Auriko vs OpenRouter: which LLM gateway should you use?
A practical comparison of OpenRouter and Auriko across model coverage, routing, pricing, BYOK, and production inference cost economics.
Both Auriko and OpenRouter are OpenAI-compatible LLM gateways that route requests across multiple providers through a single API. OpenRouter's strength is broader provider and model coverage plus a larger integration surface. Auriko is built for teams that care most about production inference cost economics: routing calibrated to your usage pattern, provider-aware routing, pricing transparency, zero markup, and free BYOK at scale.
TL;DR
Choose OpenRouter if you need broader provider and model coverage or existing third-party integrations for your workflow.
Choose Auriko if your goal is better inference cost economics, zero inference markup and free BYOK at scale.

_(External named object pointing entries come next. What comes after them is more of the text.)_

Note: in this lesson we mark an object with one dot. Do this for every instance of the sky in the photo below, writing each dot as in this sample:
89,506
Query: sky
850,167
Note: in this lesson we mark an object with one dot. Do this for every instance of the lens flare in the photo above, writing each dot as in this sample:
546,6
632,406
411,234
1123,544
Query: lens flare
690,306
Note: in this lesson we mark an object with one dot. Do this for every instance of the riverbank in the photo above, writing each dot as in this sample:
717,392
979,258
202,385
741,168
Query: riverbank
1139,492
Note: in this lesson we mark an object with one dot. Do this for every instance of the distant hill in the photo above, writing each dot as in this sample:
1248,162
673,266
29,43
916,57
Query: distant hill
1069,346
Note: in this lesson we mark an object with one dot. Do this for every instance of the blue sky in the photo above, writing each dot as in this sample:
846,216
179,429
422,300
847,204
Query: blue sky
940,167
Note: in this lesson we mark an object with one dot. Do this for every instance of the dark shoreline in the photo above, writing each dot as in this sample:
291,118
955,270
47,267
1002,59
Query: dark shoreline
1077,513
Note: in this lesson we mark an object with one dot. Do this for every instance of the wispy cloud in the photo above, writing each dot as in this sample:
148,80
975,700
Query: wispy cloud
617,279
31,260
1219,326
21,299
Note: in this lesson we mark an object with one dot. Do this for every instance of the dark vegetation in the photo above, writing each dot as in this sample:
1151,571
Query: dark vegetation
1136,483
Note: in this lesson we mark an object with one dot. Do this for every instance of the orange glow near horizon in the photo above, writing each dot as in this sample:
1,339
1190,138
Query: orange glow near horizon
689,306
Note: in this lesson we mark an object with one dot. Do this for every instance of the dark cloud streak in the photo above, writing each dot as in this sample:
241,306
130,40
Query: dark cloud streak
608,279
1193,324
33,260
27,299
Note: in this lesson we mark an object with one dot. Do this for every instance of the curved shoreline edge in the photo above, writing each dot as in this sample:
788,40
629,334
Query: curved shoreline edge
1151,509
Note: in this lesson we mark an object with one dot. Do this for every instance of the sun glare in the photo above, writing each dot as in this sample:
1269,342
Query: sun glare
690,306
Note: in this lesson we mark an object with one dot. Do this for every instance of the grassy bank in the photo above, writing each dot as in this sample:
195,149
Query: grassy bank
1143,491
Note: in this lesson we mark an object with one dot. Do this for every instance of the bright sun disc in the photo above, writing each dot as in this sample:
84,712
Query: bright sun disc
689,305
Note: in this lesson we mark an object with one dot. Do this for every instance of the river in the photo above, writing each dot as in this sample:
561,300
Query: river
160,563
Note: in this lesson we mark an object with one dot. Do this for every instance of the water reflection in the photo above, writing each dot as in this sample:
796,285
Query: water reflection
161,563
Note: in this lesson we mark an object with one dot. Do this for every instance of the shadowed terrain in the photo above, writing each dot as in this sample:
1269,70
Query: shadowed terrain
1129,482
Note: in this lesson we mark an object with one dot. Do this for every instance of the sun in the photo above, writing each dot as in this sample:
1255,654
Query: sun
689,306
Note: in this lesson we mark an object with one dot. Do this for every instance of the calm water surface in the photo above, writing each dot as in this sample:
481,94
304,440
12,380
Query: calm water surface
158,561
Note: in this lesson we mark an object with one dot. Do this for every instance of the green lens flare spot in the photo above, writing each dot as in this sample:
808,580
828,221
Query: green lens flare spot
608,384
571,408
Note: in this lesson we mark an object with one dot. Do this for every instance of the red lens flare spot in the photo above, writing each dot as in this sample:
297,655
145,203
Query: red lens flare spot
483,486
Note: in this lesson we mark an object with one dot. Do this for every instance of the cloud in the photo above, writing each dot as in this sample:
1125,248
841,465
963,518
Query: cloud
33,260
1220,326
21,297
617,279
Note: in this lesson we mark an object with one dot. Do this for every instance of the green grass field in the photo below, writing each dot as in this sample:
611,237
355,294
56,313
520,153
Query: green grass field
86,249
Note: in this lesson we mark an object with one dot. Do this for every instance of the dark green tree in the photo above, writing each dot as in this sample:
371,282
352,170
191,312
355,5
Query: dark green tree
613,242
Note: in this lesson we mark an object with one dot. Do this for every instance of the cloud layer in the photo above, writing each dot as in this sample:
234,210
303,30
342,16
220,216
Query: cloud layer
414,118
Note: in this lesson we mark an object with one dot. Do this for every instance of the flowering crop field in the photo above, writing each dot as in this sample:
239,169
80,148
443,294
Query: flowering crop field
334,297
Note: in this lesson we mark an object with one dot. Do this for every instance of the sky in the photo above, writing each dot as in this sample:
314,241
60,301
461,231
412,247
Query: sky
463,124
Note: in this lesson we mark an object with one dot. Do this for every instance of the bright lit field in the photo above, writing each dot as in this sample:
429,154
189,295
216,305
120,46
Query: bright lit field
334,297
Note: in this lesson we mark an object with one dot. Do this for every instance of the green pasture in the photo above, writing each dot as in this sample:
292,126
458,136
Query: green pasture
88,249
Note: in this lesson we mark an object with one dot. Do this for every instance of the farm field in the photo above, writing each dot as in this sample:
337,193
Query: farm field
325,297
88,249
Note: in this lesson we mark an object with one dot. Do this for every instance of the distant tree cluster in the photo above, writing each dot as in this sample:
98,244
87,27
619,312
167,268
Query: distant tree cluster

Both are OpenAI SDK compatible, support BYOK, and handle fallback chains.
What is OpenRouter
OpenRouter offers 400+ active models on 60+ providers through a single OpenAI-compatible API, with a larger third-party integration surface across developer tools and frameworks. You buy credits with a 5.5% platform fee. Per-token rates match what providers charge directly.
What is Auriko
Auriko is an OpenAI-compatible gateway built for production inference cost economics. It supports 300+ models across 12 providers and is actively expanding provider and model coverage. Its core differentiation is a routing engine built by ex-quant traders that models provider pricing, cache mechanics, and user workload patterns. It uses those inputs to predict expected cost and choose the lowest-cost provider. Auriko charges 0 markup on provider token prices.
What to compare
The dimensions that matter most depend on what you're building. For production LLM applications, the criteria that usually drive the decision are:
- Cost structure. How each gateway charges and how that interacts with your usage patterns.
- Model and provider coverage. Whether the models you need are available.
- Routing approach. How each gateway selects a provider for a given request.
- Ecosystem. SDK maturity, tool integrations, observability.
- Operational visibility. What each gateway exposes about provider health, routing decisions, cost, and data handling.
The table below covers these and more. The deep-dive sections explain the dimensions where the gateways differ most.
Head-to-head
| Dimension | OpenRouter | Auriko | Notes |
|---|---|---|---|
| Pricing model | 5.5% platform fee on credit purchases | 0% markup | OpenRouter's per-token rates match providers; the fee is on credit purchase |
| BYOK cost | Free under 1M req/month, 5% after | Free on all tiers | |
| Model and provider coverage | 400+ active models on 60+ providers | 300+ models, 12 providers | |
| Routing approach | Default provider routing uses price-based load balancing with recent-outage filtering and inverse-square price weighting | 4D provider scoring across expected cost, TTFT, throughput, and capacity headroom | |
| Cost modeling | Routes by published per-token rates | Models provider pricing, cache mechanics, and workload patterns to predict expected cost | |
| Provider signals | Uses recent-outage filtering plus latency and throughput signals in routing controls | Tracks latency distributions, provider health, throughput, pricing changes, and capacity signals | |
| Free tier limit | 50 req/day, 20 RPM | 1,000 RPM | |
| Free tier BYOK | Not available | 500 RPM, 10K req/month | |
| Paid tier limit | Unlimited for paid models | Unlimited | |
| Paid tier BYOK | 1M req/month free, then 5% | Free at any volume | |
| SDKs | Client SDKs + Vercel AI SDK provider | Client SDKs + Vercel AI SDK provider |
Where OpenRouter Is the Better Fit
Broader model access. OpenRouter is the better fit when your priority is broader provider and model coverage, especially for niche models, newly launched models, or many model variants behind one API.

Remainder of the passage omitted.